Tockman and colleagues reported the preliminary findings of two prospective studies evaluating hnRNP1 A2/B1 overexpression in sputum cells as an early detector/predictor of subsequent lung cancer,predominantly non-small cell lung cancer (1). These studies developed from earlier work involving anti-lung cancer antibodies reported in 1988 (2). Both recent studies involved individuals at high risk of developing lung cancer. The first study evaluated the development of SPLCs in stage I resected,disease-free lung cancer patients whose annual risk of second primary lung cancer was 1–5%. The second study involved Chinese miners exposed to tobacco smoke, radon, and arsenic and whose average annual incidence of primary lung cancer was 1%. The authors summarized the preliminary study findings using the test’s PPV. Tockman and colleagues concluded that “in these advance reports of two prospective studies, where the background cancer risks were 2.2 and 0.9%, respectively, hnRNP A2/B1 overexpression consistently and correctly predicted lung cancer in 67% and 69%, a 35- and 76-fold improvement in positive predictive value.” The authors’ summary contingency tables for these two studies are presented here in Tables 1 and 2. These initially reported PPVs are now reemerging in the secondary literature (3, 4). Unfortunately, the two reported PPVs as presented are biased, misinforming, and artificial.

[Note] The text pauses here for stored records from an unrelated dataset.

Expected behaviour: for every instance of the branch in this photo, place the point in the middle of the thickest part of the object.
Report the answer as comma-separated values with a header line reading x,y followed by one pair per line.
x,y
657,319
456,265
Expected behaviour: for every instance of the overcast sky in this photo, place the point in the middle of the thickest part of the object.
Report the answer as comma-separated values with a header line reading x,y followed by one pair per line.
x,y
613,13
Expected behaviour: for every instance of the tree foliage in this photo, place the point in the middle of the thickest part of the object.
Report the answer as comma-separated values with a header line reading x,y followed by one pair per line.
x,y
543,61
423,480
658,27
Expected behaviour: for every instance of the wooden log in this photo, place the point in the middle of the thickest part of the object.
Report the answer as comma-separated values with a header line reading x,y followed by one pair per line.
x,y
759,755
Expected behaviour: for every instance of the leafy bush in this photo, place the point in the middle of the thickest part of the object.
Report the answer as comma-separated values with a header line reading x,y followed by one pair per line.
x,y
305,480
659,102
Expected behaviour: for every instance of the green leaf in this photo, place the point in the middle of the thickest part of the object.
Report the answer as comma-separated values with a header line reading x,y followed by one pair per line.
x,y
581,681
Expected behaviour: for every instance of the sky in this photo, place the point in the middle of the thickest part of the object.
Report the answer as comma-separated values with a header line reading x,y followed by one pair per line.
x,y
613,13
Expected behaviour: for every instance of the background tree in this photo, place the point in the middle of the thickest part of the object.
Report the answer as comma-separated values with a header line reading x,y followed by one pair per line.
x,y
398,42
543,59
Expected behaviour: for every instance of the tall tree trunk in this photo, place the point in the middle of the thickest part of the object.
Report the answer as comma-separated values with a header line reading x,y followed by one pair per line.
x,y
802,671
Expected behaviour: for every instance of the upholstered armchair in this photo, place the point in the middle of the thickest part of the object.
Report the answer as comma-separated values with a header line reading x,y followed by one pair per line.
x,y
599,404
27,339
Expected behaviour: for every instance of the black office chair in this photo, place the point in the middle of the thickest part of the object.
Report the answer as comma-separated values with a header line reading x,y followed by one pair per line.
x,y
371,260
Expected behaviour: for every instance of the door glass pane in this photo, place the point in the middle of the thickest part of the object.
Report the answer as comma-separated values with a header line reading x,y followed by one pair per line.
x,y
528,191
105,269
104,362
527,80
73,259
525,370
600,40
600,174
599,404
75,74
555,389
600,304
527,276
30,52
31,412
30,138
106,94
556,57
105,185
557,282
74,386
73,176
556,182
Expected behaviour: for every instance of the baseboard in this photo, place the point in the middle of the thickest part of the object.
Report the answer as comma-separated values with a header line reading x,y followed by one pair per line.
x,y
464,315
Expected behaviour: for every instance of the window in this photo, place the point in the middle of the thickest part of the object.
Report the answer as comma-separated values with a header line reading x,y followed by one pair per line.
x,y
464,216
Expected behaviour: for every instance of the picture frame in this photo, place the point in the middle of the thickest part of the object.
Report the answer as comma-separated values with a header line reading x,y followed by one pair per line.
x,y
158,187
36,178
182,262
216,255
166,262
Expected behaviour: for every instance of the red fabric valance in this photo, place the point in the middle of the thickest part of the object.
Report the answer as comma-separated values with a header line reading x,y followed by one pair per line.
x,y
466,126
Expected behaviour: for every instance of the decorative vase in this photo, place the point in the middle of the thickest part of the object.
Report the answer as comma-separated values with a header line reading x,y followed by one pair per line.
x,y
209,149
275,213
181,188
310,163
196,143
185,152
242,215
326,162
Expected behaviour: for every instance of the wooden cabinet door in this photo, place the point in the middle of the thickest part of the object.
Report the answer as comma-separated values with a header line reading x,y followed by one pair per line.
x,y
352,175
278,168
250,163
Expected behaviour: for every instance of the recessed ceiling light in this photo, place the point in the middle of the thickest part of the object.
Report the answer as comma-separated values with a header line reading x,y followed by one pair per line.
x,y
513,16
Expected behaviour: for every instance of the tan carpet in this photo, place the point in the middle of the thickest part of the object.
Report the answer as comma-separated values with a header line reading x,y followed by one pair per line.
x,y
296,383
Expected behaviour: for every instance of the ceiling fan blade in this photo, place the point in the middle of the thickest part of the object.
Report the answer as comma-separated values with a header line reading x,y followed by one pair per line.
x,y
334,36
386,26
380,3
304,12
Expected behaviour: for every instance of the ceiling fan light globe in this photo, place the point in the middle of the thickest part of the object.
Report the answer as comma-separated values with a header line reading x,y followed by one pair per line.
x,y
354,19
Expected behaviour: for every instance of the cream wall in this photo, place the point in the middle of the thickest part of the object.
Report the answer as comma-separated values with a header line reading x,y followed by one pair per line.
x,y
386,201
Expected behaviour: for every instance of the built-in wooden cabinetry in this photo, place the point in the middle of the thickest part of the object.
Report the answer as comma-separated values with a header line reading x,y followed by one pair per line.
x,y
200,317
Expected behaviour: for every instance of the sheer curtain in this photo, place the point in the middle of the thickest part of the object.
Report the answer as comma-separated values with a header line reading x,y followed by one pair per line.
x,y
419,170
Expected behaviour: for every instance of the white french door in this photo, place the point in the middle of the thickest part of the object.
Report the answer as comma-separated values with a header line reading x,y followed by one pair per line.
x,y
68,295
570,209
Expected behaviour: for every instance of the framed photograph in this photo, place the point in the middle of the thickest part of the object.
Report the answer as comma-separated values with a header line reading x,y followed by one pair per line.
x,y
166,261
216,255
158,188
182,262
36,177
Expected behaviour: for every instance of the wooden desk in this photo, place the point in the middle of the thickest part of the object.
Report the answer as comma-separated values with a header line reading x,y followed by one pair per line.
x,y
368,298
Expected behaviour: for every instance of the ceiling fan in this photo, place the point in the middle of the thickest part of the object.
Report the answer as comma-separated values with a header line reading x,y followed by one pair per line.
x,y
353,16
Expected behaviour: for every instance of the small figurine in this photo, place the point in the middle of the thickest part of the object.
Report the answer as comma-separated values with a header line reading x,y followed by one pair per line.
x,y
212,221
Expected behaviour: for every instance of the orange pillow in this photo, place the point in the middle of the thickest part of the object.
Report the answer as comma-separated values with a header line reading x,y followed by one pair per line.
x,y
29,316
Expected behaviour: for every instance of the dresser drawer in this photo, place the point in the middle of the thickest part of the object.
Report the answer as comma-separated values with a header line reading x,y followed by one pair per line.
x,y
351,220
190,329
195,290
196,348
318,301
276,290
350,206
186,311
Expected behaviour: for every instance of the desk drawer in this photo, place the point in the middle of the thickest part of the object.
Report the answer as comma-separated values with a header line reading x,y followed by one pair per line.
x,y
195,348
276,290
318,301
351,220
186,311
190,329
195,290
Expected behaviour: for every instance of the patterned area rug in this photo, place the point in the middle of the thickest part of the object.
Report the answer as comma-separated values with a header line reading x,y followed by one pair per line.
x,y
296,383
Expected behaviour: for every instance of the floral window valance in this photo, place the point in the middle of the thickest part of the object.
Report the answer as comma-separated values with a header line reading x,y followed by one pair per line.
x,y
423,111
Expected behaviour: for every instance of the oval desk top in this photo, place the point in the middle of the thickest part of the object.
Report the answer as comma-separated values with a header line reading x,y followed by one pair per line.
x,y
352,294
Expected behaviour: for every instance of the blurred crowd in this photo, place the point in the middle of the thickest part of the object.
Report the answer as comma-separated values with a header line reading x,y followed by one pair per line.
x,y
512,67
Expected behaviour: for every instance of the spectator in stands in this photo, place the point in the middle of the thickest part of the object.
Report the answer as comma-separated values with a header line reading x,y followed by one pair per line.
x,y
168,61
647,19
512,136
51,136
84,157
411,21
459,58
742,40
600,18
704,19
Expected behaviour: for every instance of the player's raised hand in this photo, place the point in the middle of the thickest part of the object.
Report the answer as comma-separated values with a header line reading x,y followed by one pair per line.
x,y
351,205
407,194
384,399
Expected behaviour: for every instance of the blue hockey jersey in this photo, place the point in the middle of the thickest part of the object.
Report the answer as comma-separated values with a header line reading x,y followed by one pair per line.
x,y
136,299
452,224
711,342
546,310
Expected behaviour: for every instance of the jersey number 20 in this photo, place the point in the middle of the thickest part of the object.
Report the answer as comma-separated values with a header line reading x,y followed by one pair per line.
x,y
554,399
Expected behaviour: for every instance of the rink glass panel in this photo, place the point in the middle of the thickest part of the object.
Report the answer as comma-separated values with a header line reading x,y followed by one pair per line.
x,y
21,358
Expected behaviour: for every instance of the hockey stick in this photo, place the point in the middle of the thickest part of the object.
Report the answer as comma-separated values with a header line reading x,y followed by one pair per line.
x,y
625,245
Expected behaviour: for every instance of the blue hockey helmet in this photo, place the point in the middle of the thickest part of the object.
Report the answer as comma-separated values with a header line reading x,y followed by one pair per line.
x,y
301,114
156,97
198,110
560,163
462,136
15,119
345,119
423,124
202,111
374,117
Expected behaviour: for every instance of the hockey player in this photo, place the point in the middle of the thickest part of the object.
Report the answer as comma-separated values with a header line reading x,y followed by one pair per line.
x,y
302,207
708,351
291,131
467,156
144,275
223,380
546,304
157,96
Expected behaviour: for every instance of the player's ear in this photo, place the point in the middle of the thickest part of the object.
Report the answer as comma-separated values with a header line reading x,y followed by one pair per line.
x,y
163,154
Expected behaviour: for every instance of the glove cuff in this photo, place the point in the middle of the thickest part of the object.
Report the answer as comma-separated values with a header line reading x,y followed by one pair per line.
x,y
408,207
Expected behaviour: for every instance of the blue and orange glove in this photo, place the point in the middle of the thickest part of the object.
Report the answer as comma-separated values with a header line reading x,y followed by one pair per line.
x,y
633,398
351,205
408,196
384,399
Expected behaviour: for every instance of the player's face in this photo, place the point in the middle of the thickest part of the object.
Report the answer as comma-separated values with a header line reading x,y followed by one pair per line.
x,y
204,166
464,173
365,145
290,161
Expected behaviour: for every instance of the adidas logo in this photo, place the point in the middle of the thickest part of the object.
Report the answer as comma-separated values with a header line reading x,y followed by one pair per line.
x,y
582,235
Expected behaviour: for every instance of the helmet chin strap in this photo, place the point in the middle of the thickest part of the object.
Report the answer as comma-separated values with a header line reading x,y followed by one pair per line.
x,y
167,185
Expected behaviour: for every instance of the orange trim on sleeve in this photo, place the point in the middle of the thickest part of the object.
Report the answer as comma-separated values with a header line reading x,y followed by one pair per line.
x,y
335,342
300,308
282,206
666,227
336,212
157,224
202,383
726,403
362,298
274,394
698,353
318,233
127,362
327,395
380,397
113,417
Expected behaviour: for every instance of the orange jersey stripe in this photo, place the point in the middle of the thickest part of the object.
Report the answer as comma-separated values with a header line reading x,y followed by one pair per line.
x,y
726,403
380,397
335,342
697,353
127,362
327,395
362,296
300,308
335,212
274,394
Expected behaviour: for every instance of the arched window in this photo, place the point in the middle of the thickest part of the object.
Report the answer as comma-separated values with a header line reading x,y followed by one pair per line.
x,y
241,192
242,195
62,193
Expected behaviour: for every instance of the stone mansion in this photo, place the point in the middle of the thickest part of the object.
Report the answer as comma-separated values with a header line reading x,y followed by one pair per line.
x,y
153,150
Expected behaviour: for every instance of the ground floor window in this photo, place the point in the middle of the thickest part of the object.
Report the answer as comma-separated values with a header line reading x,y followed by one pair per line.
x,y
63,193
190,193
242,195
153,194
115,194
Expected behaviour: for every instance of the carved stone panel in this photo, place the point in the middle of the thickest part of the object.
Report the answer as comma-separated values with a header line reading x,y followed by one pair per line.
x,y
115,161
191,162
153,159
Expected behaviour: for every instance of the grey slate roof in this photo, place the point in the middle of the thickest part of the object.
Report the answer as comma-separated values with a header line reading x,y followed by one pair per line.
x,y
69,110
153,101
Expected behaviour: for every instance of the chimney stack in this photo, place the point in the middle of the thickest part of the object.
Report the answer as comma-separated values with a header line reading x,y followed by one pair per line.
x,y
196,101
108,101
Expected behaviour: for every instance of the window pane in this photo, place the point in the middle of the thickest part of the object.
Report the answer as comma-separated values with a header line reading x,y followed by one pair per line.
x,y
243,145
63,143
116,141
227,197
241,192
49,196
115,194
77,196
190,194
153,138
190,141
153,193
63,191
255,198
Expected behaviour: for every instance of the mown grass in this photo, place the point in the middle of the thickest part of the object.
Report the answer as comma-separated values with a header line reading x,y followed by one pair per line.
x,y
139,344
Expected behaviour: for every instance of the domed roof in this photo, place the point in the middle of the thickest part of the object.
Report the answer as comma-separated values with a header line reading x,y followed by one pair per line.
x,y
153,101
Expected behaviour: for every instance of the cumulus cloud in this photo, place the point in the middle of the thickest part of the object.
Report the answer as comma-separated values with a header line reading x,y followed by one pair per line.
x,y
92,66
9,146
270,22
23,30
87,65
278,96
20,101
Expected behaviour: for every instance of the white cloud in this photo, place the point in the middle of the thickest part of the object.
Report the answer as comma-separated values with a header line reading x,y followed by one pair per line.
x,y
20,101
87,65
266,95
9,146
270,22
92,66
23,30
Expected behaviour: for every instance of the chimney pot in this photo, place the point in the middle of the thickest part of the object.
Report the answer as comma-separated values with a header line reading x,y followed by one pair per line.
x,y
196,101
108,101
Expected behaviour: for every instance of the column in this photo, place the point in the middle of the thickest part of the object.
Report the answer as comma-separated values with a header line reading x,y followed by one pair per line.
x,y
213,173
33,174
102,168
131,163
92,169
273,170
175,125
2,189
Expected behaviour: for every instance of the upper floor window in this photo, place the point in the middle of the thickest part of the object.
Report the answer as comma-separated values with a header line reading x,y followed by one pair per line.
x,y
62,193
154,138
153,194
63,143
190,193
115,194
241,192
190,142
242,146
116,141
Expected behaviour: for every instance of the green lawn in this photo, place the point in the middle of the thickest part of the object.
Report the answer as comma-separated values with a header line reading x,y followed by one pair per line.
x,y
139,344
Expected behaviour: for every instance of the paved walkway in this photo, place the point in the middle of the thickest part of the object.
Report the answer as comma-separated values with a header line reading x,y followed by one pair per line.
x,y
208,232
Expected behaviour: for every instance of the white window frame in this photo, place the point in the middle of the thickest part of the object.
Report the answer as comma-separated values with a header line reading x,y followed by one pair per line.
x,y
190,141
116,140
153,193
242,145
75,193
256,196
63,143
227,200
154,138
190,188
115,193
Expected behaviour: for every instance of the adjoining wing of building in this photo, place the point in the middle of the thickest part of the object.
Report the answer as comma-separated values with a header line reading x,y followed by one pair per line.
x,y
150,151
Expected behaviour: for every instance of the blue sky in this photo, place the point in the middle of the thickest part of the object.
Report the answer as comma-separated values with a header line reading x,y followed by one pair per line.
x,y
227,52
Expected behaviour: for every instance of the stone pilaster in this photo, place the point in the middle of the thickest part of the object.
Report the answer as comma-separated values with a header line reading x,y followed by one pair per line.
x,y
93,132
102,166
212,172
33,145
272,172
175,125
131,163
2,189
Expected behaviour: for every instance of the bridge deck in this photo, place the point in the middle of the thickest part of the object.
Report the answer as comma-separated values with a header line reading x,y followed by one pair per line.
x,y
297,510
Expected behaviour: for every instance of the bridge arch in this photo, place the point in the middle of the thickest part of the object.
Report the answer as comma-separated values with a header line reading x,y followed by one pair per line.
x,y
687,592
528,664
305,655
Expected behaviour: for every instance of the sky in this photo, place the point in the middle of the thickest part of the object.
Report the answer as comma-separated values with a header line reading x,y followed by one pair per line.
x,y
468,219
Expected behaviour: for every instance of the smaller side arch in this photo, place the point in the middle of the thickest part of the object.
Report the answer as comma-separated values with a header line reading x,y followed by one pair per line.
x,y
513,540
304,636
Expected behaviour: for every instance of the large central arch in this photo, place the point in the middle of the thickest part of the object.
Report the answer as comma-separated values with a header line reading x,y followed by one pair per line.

A test’s PPV [A/(A + B) in Table 1] measures the probability of a positive test detecting a real positive case. The PPV is not determined only by the sensitivity and specificity of the test but is very strongly influenced by the proportion of cases and controls sampled. A test’s PPV estimated in a sample will not reflect the PPV in the population, unless the proportion of cases (or conversely, controls) in the sample is similar to that occurring in the population. With uncommon or rare diseases, the relatively large numbers of controls(cell N in Table 1) and the consequent large numbers of individuals(cell B of Table 1) tend to deflate PPVs, even when tests have high specificities. In these two studies, most of the cases were sampled,but only a very small fraction of the controls were sampled. As a consequence, the sampling proportions used to estimate the PPVs were unrepresentative; sample and population case proportions were 32.5%versus 2.2% and 48% versus 0.9% for the SPLC and Chinese miner studies, respectively (Tables 1,2,3,4).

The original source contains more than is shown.